World stock indexes and the US dollar eased yesterday ahead the US Federal Reserve’s statement and expected interest rate increase, with investors bracing for what the central bank may signal about future hikes.

Expectations that the Fed would take a cautious stance on its rate outlook caused investors to take profits in the dollar, which has gained nearly four per cent between the Nov. 8 US election and last Friday.

The Fed is widely predicted to lift interest rates 25 basis points to 0.50-0.75 per cent, which would be its first rate hike in a year and its second since the financial crisis.   Investors will be examining the central bank’s statement and economic forecasts for any signs of how policymakers think President-elect Donald Trump’s election affects the outlook for growth and inflation.

Some analysts said the dollar’s weakness showed a bias among market participants that the Fed also may hint at financial conditions having already tightened, given the surge in US Treasury yields and rally in the dollar in the wake of the Nov. 8 election.

The challenge for the central bank may be how to signal further rate increases without triggering strong gains in the dollar that could undermine growth.

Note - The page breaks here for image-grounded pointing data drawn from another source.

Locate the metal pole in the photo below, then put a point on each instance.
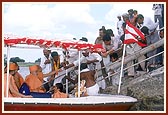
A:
(79, 77)
(121, 72)
(7, 78)
(66, 72)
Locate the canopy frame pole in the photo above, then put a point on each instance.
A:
(79, 76)
(66, 72)
(121, 72)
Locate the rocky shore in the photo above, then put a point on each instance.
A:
(148, 88)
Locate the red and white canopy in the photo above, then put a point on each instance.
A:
(65, 44)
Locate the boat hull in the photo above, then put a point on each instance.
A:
(89, 103)
(63, 107)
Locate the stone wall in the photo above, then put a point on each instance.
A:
(148, 88)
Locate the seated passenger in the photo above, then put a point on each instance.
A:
(18, 77)
(58, 91)
(35, 84)
(12, 88)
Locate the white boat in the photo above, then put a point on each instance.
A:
(101, 102)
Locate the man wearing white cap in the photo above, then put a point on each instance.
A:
(119, 26)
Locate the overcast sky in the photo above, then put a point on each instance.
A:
(63, 20)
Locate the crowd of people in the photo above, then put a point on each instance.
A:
(43, 77)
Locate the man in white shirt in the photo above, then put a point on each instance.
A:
(158, 14)
(119, 26)
(46, 67)
(152, 34)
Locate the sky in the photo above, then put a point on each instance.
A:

The dollar index, which measures the greenback against a basket of six major currencies, was last down 0.3 per cent at 100.770 .

US stocks edged lower following Tuesday’s rally to all-time highs, led by losses in energy shares.

The Dow Jones industrial average fell 34.59 points, or 0.17 percent, to 19,876.62, the S&P 500  lost 5.94 points, or 0.261476 per cent, to 2,265.78 and the Nasdaq Composite dropped 6.86 points, or 0.13 per cent, to 5,456.97.

MSCI’s all-country world stock index  was down 0.2 per cent, the pan-European STOXX 600 share index  ended down 0.5 per cent.

Treasuries have already priced in a rate hike and more. Yields on longer-dated US Treasuries touched session lows early as weaker-than-forecast rise in retail sales in November reduced expectations of a pickup in US consumer spending in the fourth quarter.

The benchmark 10-year Treasury yield fell to a session low of 2.426 per cent. It was last at 2.437 per cent, down four basis points from late on Tuesday, according to Reuters data.

In contrast to the Fed, the European Central Bank only last week extended its asset-buying campaign and moved to purchase more short-term debt.